Not everyone has the same taste.
I like slightly dirty wines.
So what has happened to French white wines recently?
Things seem lighter, fruitier, cleaner.
I champion the screw cap, but it’s not so much because I want more fruit taste, but because I don’t like spending money on a corked wine.
But corked wine is not what I mean when I say dirty.
What I mean is, in a Chardonnay, when the secondary malo-lactic characters taste closer to an aged Roquefort cheese, rather than Kraft slices.
Good old-fashioned French white burgundy smells like tangy sex, often has a dismissive gesture of fruit, and can be difficult and demanding.
How refreshing: wine that is not f**king refreshing.
French wines, even Italian wines, are becoming fresher and fruitier to compete in the crowded UK market.
Pause…sip ice water…continue.
This afternoon I had a Chardonnay tasting, and even the most opulent French wine could only be described as “Opulent Lite” – especially compared to burgundies I tasted 5 years ago.
Is it the case, as in fragrance, all the dangerous smells are disappearing?
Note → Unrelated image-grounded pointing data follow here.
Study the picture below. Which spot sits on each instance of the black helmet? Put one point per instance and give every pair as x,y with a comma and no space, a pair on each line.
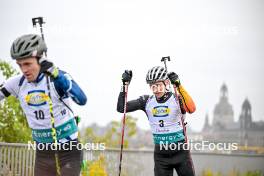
30,45
156,74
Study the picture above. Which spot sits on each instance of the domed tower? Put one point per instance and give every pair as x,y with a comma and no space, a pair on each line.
223,111
245,118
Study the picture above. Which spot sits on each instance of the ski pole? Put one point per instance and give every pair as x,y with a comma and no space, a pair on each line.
123,130
40,21
165,59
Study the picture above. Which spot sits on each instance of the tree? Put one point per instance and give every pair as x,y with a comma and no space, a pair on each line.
13,123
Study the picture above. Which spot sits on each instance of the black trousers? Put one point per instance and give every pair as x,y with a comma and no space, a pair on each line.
69,160
167,161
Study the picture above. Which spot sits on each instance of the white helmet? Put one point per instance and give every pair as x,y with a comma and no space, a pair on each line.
156,74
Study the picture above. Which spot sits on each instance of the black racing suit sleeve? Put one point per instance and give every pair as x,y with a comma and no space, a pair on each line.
133,105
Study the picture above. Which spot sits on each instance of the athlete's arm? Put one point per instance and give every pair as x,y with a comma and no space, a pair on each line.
66,86
186,99
133,105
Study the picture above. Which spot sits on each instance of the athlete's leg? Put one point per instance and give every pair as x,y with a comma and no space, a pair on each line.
45,163
71,162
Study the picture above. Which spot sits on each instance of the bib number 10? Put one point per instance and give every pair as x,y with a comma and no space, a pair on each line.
39,115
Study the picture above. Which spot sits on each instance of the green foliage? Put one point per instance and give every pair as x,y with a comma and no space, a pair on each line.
13,123
112,136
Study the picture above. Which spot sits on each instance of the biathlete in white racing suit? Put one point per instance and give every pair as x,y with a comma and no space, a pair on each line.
40,88
165,112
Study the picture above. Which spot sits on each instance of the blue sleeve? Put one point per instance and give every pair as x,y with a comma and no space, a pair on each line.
67,87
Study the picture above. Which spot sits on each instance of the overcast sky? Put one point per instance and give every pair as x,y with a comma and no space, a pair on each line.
209,41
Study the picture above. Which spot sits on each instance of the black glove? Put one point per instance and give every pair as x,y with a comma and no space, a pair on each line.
174,79
127,76
49,68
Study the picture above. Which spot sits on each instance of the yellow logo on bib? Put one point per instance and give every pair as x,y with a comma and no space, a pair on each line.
160,111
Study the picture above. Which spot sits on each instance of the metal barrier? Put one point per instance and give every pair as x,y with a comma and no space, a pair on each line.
18,160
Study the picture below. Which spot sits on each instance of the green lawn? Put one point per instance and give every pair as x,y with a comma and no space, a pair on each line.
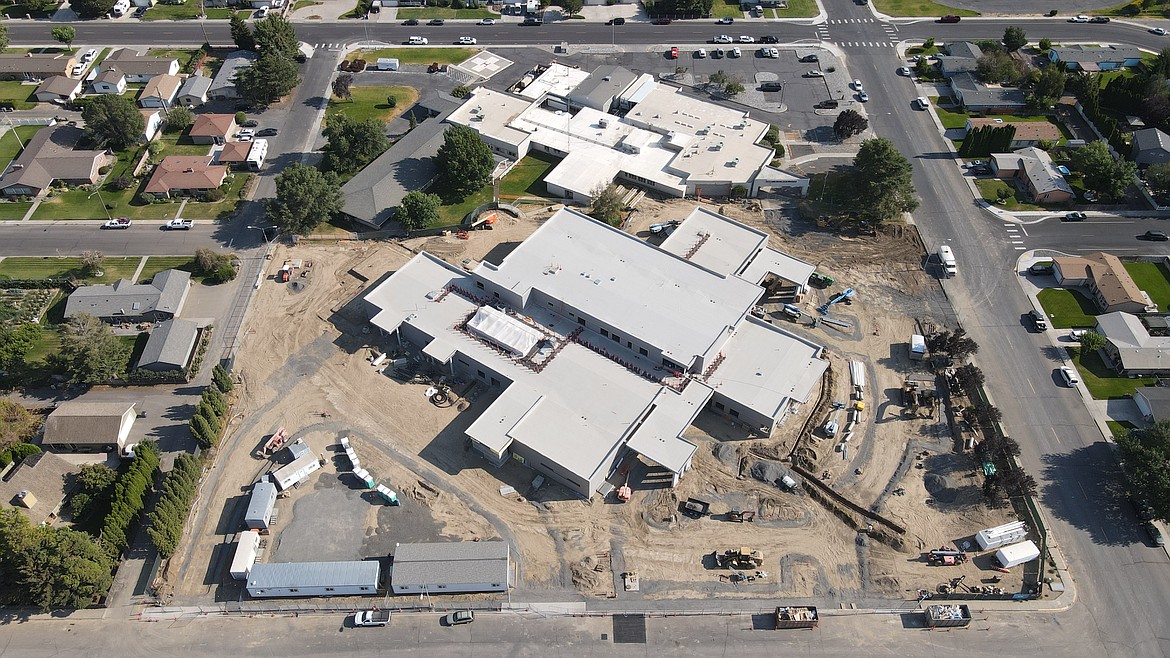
9,144
415,55
19,95
185,12
951,117
1067,309
1101,381
527,178
919,8
53,267
1154,279
370,102
444,13
14,211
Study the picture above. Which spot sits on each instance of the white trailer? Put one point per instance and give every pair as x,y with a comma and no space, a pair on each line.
1000,535
246,548
1017,554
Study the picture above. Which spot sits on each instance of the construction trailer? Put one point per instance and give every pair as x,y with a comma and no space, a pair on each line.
1017,554
797,617
948,616
260,506
295,473
314,578
1000,535
451,567
247,547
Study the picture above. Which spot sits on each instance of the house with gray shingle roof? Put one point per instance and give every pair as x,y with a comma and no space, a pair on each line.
159,300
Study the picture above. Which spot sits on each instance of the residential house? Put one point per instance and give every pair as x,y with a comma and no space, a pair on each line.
57,88
155,122
224,84
1095,57
110,81
170,347
193,91
36,487
1150,146
160,91
50,156
212,129
31,66
89,426
979,97
962,56
1154,403
243,155
123,301
184,176
1033,170
138,67
1130,349
1027,132
372,194
1108,281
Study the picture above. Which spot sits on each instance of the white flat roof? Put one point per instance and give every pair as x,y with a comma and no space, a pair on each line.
649,294
765,367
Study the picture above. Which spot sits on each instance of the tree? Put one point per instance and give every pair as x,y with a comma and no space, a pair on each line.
883,186
1157,176
64,34
15,343
1014,39
342,86
90,354
241,34
418,210
91,8
1146,453
304,198
179,118
91,262
275,35
850,123
606,204
112,121
352,143
1102,172
465,162
269,79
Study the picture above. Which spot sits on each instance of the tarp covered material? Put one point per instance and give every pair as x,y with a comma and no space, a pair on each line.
504,330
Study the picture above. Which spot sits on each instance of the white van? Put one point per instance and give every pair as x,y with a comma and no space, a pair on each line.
947,258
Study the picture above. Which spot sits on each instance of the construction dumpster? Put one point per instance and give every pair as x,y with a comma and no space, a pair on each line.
797,617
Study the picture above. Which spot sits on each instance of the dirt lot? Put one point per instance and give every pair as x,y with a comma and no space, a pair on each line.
304,364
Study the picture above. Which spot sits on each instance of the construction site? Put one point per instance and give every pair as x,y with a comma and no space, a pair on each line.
865,492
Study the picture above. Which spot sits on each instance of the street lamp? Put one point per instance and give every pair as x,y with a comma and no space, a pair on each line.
104,207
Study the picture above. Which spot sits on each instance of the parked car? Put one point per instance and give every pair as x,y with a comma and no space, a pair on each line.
459,617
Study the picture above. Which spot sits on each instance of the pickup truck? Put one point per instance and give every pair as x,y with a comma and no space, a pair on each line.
371,617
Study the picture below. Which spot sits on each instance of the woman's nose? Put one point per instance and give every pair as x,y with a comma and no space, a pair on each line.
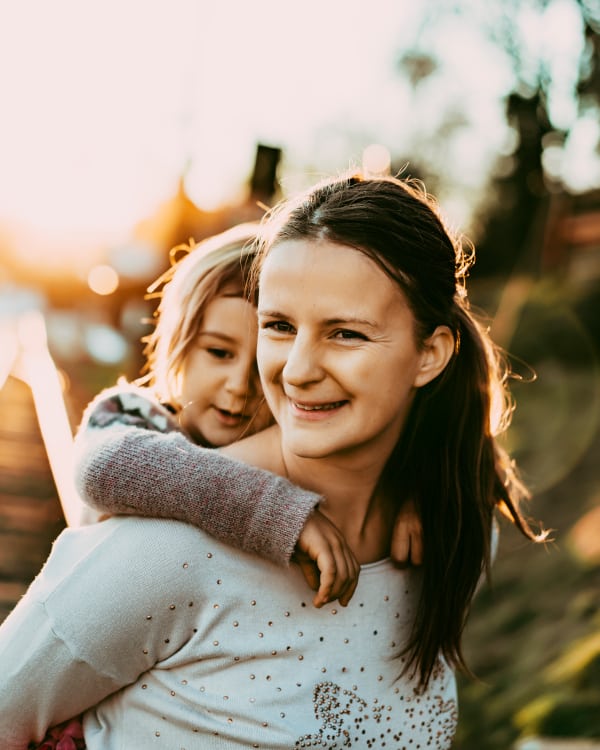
240,380
302,364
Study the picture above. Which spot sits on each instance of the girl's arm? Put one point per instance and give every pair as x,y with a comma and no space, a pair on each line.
131,458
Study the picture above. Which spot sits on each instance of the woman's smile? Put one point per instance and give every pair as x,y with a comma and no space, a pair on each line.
319,340
316,411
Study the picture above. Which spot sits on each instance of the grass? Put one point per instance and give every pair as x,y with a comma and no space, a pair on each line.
533,636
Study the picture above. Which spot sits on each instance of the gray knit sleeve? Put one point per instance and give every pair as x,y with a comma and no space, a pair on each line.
126,464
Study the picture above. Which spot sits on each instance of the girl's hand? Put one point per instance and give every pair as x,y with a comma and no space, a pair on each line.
326,561
407,538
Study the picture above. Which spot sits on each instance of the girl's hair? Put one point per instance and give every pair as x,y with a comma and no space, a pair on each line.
218,266
447,460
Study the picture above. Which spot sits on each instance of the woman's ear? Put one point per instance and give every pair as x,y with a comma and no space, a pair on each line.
437,352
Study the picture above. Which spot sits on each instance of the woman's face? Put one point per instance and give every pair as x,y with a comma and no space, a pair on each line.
220,391
336,350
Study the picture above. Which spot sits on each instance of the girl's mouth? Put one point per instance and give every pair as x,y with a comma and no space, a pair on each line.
318,407
229,418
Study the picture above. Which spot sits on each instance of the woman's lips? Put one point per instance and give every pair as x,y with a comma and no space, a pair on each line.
313,411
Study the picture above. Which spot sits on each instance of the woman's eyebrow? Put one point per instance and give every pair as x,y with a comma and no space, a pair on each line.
350,321
217,335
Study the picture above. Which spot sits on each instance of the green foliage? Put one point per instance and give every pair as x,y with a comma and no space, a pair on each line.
533,637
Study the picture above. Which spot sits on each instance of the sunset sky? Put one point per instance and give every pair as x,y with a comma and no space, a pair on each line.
105,103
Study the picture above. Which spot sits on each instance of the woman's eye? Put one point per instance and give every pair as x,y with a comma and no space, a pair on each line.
281,326
346,334
219,353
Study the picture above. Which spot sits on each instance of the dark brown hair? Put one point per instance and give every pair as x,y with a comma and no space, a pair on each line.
448,459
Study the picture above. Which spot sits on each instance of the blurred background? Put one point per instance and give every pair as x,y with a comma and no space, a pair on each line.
129,126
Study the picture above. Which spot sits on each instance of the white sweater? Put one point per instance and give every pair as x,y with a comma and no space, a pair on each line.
181,642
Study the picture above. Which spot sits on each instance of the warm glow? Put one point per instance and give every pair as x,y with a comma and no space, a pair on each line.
103,279
38,370
377,159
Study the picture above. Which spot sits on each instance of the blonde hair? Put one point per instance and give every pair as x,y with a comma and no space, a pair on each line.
217,266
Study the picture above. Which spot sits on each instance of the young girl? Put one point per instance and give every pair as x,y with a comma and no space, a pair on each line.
137,448
176,640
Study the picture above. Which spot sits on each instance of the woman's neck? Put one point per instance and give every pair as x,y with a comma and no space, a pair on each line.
355,500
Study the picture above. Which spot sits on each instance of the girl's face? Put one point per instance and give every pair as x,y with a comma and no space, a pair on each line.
336,350
220,391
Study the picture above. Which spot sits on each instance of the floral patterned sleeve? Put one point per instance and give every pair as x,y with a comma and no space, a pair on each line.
132,458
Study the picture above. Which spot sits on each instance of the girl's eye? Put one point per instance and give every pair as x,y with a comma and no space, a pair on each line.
219,353
346,334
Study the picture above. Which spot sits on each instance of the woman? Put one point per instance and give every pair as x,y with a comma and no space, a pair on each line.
384,388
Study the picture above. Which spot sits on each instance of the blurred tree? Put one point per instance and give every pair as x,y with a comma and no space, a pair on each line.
555,85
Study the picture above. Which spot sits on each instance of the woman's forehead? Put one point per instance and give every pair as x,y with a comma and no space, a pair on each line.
339,280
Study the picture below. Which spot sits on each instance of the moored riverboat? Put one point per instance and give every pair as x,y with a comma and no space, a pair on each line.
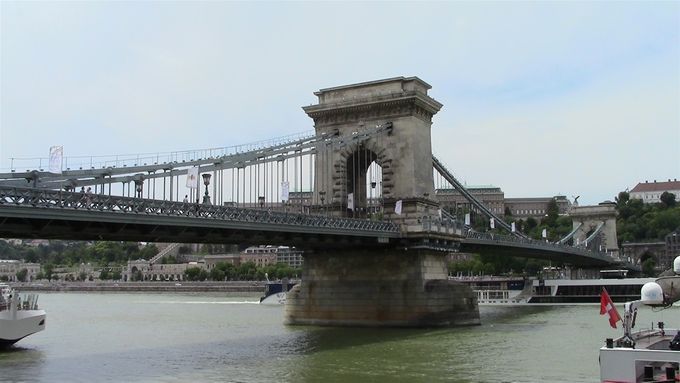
512,291
649,354
19,316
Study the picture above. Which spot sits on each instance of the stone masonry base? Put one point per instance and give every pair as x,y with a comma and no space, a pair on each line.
390,288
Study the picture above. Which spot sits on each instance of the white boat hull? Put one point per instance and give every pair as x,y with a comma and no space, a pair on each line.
18,325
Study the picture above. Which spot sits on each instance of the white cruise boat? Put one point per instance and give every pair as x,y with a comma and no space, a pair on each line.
513,291
649,354
19,316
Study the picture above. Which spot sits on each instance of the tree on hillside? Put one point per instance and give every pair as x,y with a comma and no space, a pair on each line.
552,212
21,275
668,199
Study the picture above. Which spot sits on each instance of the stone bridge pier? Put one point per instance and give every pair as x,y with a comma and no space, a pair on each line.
394,285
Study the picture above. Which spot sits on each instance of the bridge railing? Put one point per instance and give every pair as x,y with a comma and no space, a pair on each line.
527,241
54,199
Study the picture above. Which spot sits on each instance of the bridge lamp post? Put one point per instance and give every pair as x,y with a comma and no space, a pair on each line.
322,195
206,182
371,202
139,185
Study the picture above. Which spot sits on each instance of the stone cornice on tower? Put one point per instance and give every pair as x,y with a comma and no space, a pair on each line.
389,98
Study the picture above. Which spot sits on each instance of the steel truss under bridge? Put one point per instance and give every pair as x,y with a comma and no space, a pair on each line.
448,176
307,145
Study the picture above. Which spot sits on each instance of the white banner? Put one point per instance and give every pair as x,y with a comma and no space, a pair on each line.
285,191
56,156
192,178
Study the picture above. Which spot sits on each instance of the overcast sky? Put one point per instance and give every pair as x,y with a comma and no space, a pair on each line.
540,98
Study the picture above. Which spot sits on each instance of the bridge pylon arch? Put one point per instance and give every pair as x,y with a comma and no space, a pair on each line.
405,154
596,223
397,285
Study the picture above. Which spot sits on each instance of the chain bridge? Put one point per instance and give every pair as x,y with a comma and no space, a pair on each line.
358,195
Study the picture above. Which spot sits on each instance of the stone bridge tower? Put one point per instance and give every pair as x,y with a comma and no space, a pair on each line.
394,284
587,220
405,155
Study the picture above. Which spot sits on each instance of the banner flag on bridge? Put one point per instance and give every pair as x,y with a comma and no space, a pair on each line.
192,178
56,157
285,191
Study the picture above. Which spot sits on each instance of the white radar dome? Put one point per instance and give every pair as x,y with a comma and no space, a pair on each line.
651,294
676,265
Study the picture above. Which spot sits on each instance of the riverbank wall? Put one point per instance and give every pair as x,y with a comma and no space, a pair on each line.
178,287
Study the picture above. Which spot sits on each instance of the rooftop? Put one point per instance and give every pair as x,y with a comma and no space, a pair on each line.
656,186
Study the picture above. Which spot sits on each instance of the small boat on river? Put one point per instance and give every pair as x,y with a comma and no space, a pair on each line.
275,292
649,354
19,316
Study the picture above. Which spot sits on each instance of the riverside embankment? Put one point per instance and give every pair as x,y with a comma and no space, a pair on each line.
227,287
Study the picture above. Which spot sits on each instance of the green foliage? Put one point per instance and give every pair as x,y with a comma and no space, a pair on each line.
648,267
195,274
639,222
21,275
668,199
48,270
74,253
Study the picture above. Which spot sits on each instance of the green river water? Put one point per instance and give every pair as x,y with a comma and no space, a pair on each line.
109,337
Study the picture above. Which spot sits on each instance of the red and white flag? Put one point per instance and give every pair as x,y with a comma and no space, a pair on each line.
607,307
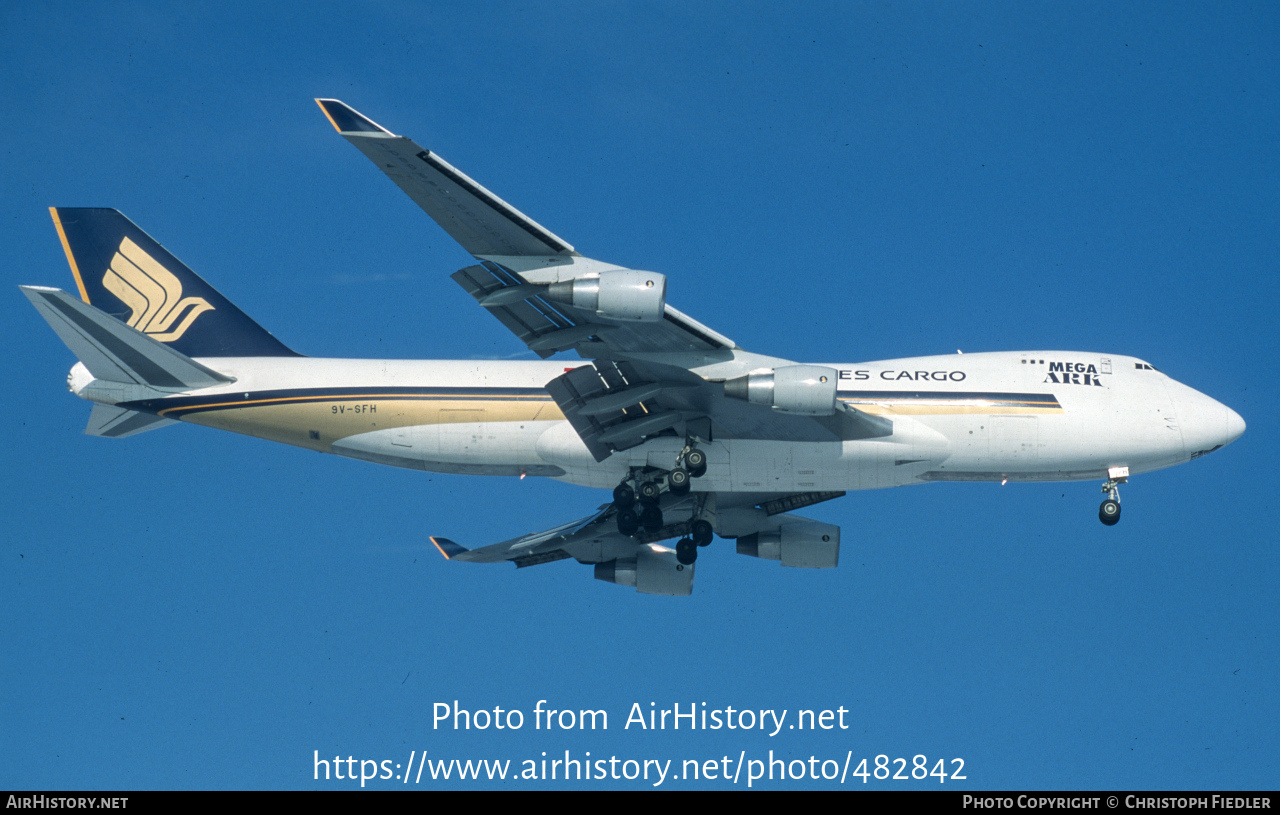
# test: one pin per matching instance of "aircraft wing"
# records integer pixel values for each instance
(640, 381)
(481, 221)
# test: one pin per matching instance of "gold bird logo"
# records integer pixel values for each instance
(152, 293)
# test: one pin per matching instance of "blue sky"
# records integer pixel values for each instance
(831, 182)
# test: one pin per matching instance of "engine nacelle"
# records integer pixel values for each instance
(804, 544)
(625, 294)
(654, 569)
(804, 389)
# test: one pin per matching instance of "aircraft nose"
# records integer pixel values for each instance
(1234, 425)
(1206, 422)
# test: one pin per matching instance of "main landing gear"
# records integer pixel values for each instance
(638, 500)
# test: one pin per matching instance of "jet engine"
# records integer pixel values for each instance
(625, 294)
(654, 569)
(804, 544)
(803, 389)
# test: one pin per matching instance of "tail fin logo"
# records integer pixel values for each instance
(152, 293)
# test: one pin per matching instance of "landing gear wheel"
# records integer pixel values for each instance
(650, 518)
(700, 532)
(686, 552)
(696, 463)
(624, 495)
(629, 521)
(679, 481)
(649, 491)
(1109, 512)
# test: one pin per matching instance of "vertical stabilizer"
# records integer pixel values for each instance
(123, 271)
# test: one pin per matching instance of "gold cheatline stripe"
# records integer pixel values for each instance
(440, 549)
(67, 248)
(334, 397)
(328, 117)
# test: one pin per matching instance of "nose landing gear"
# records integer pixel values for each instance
(1110, 509)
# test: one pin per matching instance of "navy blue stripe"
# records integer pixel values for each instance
(183, 406)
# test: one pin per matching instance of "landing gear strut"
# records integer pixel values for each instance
(1110, 509)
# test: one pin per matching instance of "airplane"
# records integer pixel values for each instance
(696, 436)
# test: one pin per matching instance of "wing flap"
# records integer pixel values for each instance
(526, 549)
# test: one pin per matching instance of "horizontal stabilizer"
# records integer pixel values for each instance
(479, 220)
(113, 351)
(117, 422)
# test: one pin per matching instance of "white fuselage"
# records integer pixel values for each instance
(987, 416)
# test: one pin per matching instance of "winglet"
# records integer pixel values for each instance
(448, 548)
(344, 119)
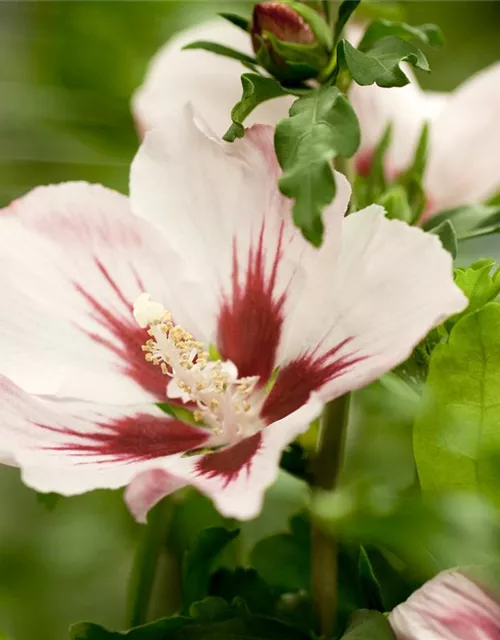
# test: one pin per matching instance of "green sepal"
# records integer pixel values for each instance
(322, 126)
(210, 619)
(429, 34)
(381, 63)
(256, 90)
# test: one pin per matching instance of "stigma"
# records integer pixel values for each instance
(222, 402)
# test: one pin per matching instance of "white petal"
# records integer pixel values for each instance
(449, 607)
(73, 259)
(463, 165)
(147, 489)
(211, 82)
(220, 207)
(406, 108)
(391, 285)
(71, 447)
(236, 478)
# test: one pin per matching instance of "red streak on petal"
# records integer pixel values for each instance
(125, 338)
(132, 439)
(300, 377)
(251, 317)
(227, 464)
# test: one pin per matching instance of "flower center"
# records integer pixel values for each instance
(224, 403)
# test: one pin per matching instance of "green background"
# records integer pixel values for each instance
(68, 69)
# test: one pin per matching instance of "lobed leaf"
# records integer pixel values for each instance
(381, 63)
(256, 90)
(322, 126)
(426, 34)
(457, 430)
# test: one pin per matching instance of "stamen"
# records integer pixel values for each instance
(223, 401)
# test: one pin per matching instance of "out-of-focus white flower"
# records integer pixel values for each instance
(463, 165)
(449, 607)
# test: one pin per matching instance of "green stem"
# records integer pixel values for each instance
(344, 165)
(326, 10)
(143, 575)
(324, 548)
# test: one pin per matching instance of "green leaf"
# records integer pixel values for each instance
(283, 560)
(222, 50)
(427, 33)
(479, 284)
(381, 63)
(198, 562)
(386, 9)
(369, 625)
(369, 583)
(247, 585)
(213, 619)
(469, 220)
(256, 90)
(395, 202)
(346, 9)
(322, 126)
(238, 21)
(448, 237)
(458, 427)
(49, 501)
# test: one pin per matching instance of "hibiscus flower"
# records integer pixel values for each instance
(449, 607)
(464, 123)
(200, 291)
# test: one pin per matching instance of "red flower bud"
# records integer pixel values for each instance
(282, 21)
(285, 40)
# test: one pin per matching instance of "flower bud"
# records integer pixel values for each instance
(281, 21)
(290, 39)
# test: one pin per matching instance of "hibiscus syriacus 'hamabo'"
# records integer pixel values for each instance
(449, 607)
(464, 124)
(111, 307)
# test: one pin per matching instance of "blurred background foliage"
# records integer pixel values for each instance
(68, 69)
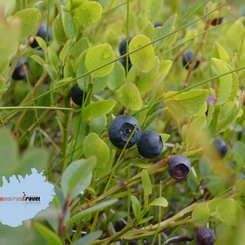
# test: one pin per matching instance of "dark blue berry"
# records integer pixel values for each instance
(187, 59)
(150, 144)
(122, 45)
(122, 128)
(77, 95)
(21, 70)
(217, 21)
(179, 167)
(211, 100)
(123, 62)
(157, 24)
(221, 147)
(122, 51)
(205, 236)
(43, 32)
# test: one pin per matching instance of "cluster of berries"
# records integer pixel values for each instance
(125, 131)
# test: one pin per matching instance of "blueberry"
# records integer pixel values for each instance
(221, 147)
(205, 236)
(121, 129)
(179, 167)
(43, 32)
(122, 45)
(150, 144)
(77, 95)
(211, 100)
(187, 59)
(21, 70)
(122, 51)
(217, 21)
(123, 62)
(157, 24)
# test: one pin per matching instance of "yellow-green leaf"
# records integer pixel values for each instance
(143, 59)
(29, 18)
(98, 108)
(186, 104)
(94, 146)
(87, 13)
(200, 214)
(129, 96)
(235, 37)
(97, 57)
(225, 82)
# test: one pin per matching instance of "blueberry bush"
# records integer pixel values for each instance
(134, 110)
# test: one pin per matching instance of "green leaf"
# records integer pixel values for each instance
(99, 84)
(144, 59)
(167, 27)
(222, 54)
(160, 202)
(186, 104)
(79, 47)
(58, 30)
(95, 208)
(8, 44)
(227, 113)
(88, 239)
(33, 158)
(145, 220)
(146, 181)
(98, 124)
(136, 206)
(38, 59)
(225, 82)
(77, 176)
(117, 77)
(94, 146)
(7, 7)
(129, 96)
(98, 108)
(97, 57)
(87, 13)
(29, 19)
(228, 211)
(49, 235)
(53, 59)
(8, 154)
(65, 51)
(236, 30)
(70, 28)
(200, 214)
(153, 8)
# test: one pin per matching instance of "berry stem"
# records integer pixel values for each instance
(192, 64)
(159, 166)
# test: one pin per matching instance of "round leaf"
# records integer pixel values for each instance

Here are my notes for my favourite out of the eight, “clean” yet complex and a true joy to taste over time:
Vincent Girardin Meursault Les Narvaux 2006 £39.99 a bottle, 13.5%
Slight butter and smoke flavours on the nose with voluptuous but ultimately clean citrus flavours. This is not as plush as I’d expect from Meursault, but a smooth and elegant wine that would make excellent company and conversation over a few hours at dinner.